- Directed by: Emilio Fernández
- Written by: Emilio Fernández Mauricio Magdaleno
- Produced by: Raúl de Anda
- Starring: María Félix Fernando Fernández Carlos López Moctezuma Columba Domínguez
- Cinematography: Gabriel Figueroa
- Edited by: Gloria Schoemann
- Music by: Francisco Domínguez
- Distributed by: Producciones Raul de Anda
- Release date: February 12, 1948;
- Running time: 110 minutes
- Country: Mexico
- Language: Spanish

= Río Escondido (film) =

Río Escondido is a 1948 Mexican melodrama directed and co-written by Emilio Fernández and starring María Félix, Fernando Fernández, Carlos López Moctezuma, and Domingo Soler.

==Plot==
The President of México sends Rosaura Salazar (María Félix), a young teacher, to educate a remote rural village known as Río Escondido. Rosaura accepts the mission even though she has a potentially life-threatening heart condition. While walking there in the heat, Rosaura collapses and is saved by Felipe (Fernando Fernández), a student doctor on his way to a nearby town for his social service. At Río Escondido, the tyrannical local boss don Regino Sandoval (Carlos López Moctezuma) initially blocks her plans to reopen the school. Rosaura adopts two children whose mother died from smallpox. After becoming ill himself, don Regino calls for Felipe, who agrees to cure him in exchange for vaccinating the townspeople and letting Rosaura open the school. However, don Regino then insults Rosaura by offering her to become his mistress. She would take the place of the previous schoolteacher (Columba Domínguez), who dies by suicide after learning that don Regino ordered his henchmen to kill her.

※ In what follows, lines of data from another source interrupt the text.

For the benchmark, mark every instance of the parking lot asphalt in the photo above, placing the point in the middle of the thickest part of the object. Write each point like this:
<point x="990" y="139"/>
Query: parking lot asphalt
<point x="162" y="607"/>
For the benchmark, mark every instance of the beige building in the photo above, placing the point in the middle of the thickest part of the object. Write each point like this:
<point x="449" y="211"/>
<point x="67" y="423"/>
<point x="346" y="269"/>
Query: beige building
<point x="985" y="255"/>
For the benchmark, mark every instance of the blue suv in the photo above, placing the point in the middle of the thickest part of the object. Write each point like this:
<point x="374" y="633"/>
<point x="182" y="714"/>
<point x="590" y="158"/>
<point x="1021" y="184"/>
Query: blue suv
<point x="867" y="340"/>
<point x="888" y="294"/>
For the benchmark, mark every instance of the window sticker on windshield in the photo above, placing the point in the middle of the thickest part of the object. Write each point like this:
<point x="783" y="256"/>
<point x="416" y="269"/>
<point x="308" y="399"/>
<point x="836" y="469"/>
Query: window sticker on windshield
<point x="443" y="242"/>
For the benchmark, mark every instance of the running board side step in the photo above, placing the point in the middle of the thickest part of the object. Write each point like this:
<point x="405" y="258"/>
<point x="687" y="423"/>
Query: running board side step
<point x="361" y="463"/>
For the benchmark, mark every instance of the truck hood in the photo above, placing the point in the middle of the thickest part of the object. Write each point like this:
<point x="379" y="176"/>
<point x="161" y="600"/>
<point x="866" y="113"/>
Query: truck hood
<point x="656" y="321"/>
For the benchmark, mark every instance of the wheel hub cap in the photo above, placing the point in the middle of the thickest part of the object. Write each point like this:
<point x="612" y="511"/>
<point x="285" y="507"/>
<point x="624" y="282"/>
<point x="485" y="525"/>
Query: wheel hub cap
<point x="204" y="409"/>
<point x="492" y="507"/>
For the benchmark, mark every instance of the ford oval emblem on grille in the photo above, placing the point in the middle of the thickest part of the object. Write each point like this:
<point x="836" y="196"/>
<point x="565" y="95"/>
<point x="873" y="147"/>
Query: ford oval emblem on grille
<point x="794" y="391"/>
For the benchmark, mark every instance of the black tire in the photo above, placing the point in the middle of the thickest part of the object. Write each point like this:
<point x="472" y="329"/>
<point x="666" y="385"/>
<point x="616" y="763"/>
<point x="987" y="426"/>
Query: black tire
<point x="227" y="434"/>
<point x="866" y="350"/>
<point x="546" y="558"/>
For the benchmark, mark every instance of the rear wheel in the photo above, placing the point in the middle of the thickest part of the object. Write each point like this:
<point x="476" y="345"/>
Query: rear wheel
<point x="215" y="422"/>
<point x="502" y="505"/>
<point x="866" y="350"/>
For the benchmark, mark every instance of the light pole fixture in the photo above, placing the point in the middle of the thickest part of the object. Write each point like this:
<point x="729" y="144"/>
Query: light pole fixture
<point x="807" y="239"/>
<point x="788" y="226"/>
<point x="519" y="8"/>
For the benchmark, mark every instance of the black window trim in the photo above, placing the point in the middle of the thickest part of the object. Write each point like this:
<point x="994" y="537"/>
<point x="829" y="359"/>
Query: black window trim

Don Regino cuts the town's water supply and kills Rosaura's adopted son when he catches him "stealing" water from a well. Rosaura then defies don Regino's orders by following the tradition of holding an all-night vigil for the boy. In revenge, don Regino breaks into the school at night and attempts to rape Rosaura, but she kills him with a gun that Felipe secretly gave her for protection. Rosaura's strong will has given the townspeople the courage to kill don Regino's henchmen. Rosaura suffers a heart attack. She dictates a letter to the President reporting her victory in Río Escondido and dies after receiving a reply in which the President expresses his gratitude.

==Bibliography==
Fein, Seth. "From Collaboration to Containment: Hollywood and the International Political Economy of Mexican Cinema after the Second World War". In Hershfield, Joanne; Maciel, David R. (eds.). Mexico's Cinema: A Century of Film and Filmmakers. Wilmington, DE: Scholarly Resources, 1999. pp. 123–163.

Tierney, Dolores. Emilio Fernández: Pictures in the Margins. Manchester and New York: Manchester UP, 2007.